Bölgenin düzelmesi için durmadan çalışmak gerektiğine dikkat çeken Kızıltan, "Bunun için ne gerekiyor? Eğitim. Bölge eğitim düzeyinin en düşük olduğu bölgelerden birisi. Kültür düzeyinin artırılması gerekiyor. Her şey ticaretle olmuyor. Irak ve Türkiye sınır komşusu, birbiriyle akraba iki ülke. Biz hep ticaret gözüyle baktığımızda bir sonuç alamıyoruz. İkili ilişkilerle bazılarınız ticaret yapabiliyor ama yine bu ticarette de farklı ülkelerin buraya müdahalesiyle ticaret de bazen kesintiye uğrayabiliyor. Bu coğrafyada öyle ya da böyle Türkiye çağdaş, kurumsal, devlet geleneğine sahip büyük, kültür ve deneyimi olan bir ülke. Kuzey Irak’ta biz 4-5 gün geçirdik. Buradaki halkla konuştuğumuz zaman, ’Bizim yüzümüz Türkiye’ye dönük, Türkiye’nin de yüzü Batıya dönük’ diyorlar. ’Biz Türkiye gibi olmak istiyoruz’ diyorlar. O coğrafyada da bir uyanış olduğunu gördüm. Ticareti geliştirmemiz için sadece biz malımızı satalım diye düşünürsek onlar ’gelin satmayın burada yatırım yapın’ diyorlar. Bunu karşılıklı yarar sağlayacak şekle dönüştürmeliyiz. Bunun için de iki ülke arasında bir kere güven ortamı oluşturmalıyız. 3. ülkelerin oluşturduğu yapay düşüncelerden kendimizi arındırmamız lazım. Biz iş insanları, siyaseti pek bilmeyiz, siyasetçileri bizim yönlendirmemiz lazım. Mısır’da, Irak’ta, Suriye’de siyasiler arasında sorun var ama iş dünyasında sorun yok. Bizler cesaretle kurduğumuz ikili ilişkilerle, hem fikirlerimizi karşı ülkelere empoze etmeliyiz hem de siyasetçilere yol çizmeliyiz. Ülkelerin birbiri arasındaki ilişkilerin düzeyinin artması için iş dünyasının büyük bir rolü var. Biz de o rolü kullanmalıyız" şeklinde konuştu.
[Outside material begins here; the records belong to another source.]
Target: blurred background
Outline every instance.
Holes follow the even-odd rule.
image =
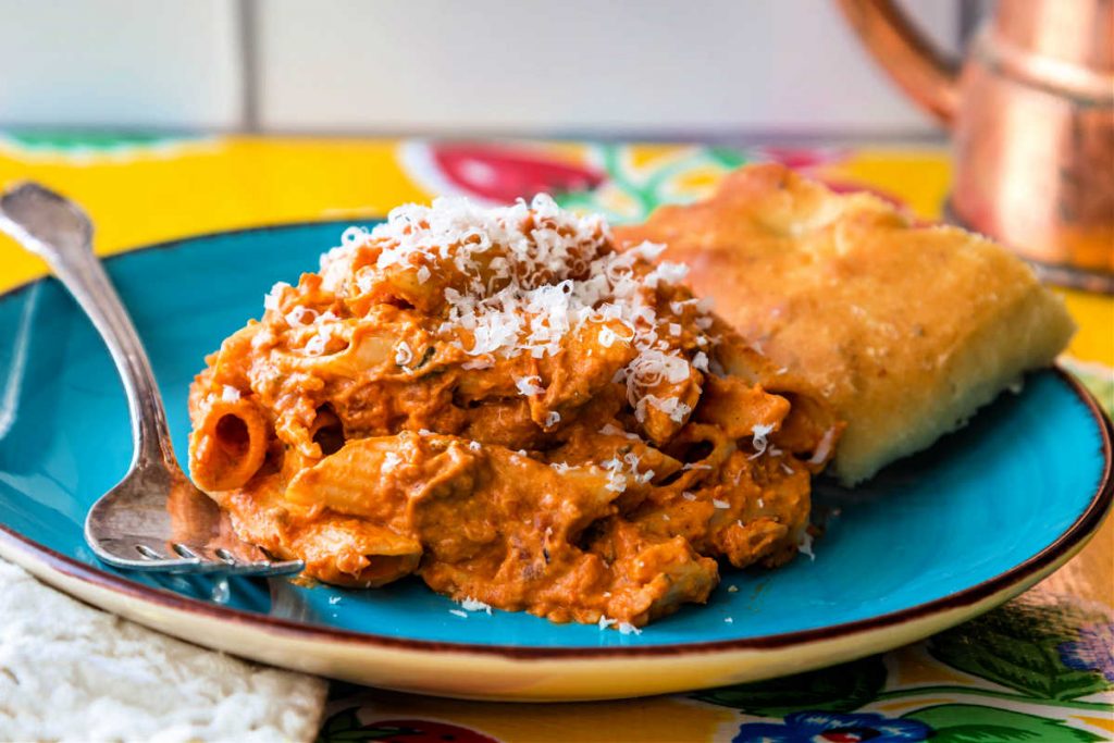
[[[905,1],[944,49],[986,0]],[[832,0],[0,0],[0,128],[942,138]]]

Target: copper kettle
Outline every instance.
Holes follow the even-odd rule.
[[[1114,293],[1114,0],[999,0],[961,67],[892,0],[839,3],[951,129],[951,217],[1049,281]]]

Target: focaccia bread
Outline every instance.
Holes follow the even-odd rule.
[[[995,243],[780,165],[615,233],[666,244],[722,316],[829,399],[847,421],[833,462],[846,485],[962,426],[1074,332],[1061,299]]]

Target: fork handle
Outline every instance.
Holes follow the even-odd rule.
[[[135,325],[92,252],[92,224],[67,198],[35,183],[0,196],[0,231],[43,258],[100,332],[124,382],[135,443],[133,466],[177,470],[155,374]]]

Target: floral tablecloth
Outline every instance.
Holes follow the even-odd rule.
[[[776,159],[837,189],[868,188],[940,216],[946,151],[590,143],[0,135],[0,186],[35,178],[82,204],[101,253],[184,235],[382,216],[407,201],[537,190],[638,221],[706,194],[743,163]],[[42,264],[0,241],[0,291]],[[1064,363],[1114,411],[1114,300],[1064,292],[1081,331]],[[1114,593],[1114,588],[1111,589]],[[1114,740],[1114,597],[1035,588],[926,642],[758,684],[593,704],[436,700],[334,684],[321,741]]]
Tekli: "Komşum ile iş yapamamaktan dolayı çok üzülüyorum"

MTOSB Başkan Sabri Tekli ise Irak ile yüzde 20’lik ihracat kapasitesine ulaşmak istediklerinin altını çizerek, "Şu anda 58 firma Irak’a değişik ürünlerle ihracat yapıyor. Ana madde gıda, arkasından cam, çelik konstrüksiyon, makine ve mobilya sektörü geliyor. Çok ciddi ihracat rakamlarına sahibiz. Üreten toplumlar konusuna değineceğim. Geçmiş savaş teğet geçer. Biz savaşlara karşı üretiyoruz. Savaşan milletin bizim ürettiklerimize aşırı derecede ihtiyaç duyduğunu bilmemek yanlış olur. 1990’lara kadar ihracata kasa yetiştiremiyorduk sonra ne olduysa savaşlar çıktı ve bugün güneyimizde savaşmayan ülke yok. Bizler üreten ülkelerin evlatlarıyız, üretmezsek sonumuzun ne olacağını biliyoruz. Mersin’in savaşlar ardında ezilmesini hiç hoş karşılamıyorum. Artık bu savaşlar sonlanmalı. Bunlarla bizi yok ediyorlar. Bizim değerlerimizle onların değerleri birleşse örnek bir bölge olacaktı Ortadoğu. Bizi birbirimize düşürdüler. Komşum ile iş yapamamaktan dolayı çok üzülüyorum. Biz komşu değil, bu ülkelerle kardeştik. 1990 yılından itibaren bu bölgelerde savaş bitmedi. Hepsi enerjiden, gazdan sıkıntı yaşıyorlar. Bizlerle ortaklık yapıp üretim yapmak istiyorlar. Petrolleri var ama üretimleri yok. Kendilerini bu konuda yetiştiremedikleri için en büyük desteği bizim vermemiz gerektiğini biliyorlar. Bizler komşumuza yardım etmeliyiz ki, gelecekte bölge ekonomisini birlikte paylaşalım. Belki bizde petrol yok ama onlarda olmayan da bizde var. Su var, tarım var" ifadelerini kullandı.

Başkan Gül Akyürek Balta da iş insanları olarak Mersin’de her türlü yatırım imkanını geliştirmeye çalıştıklarını söyledi.

Diğer 3 panelist de konuşmasının ardından iş insanları, öğrencilerin sorularını yanıtladı.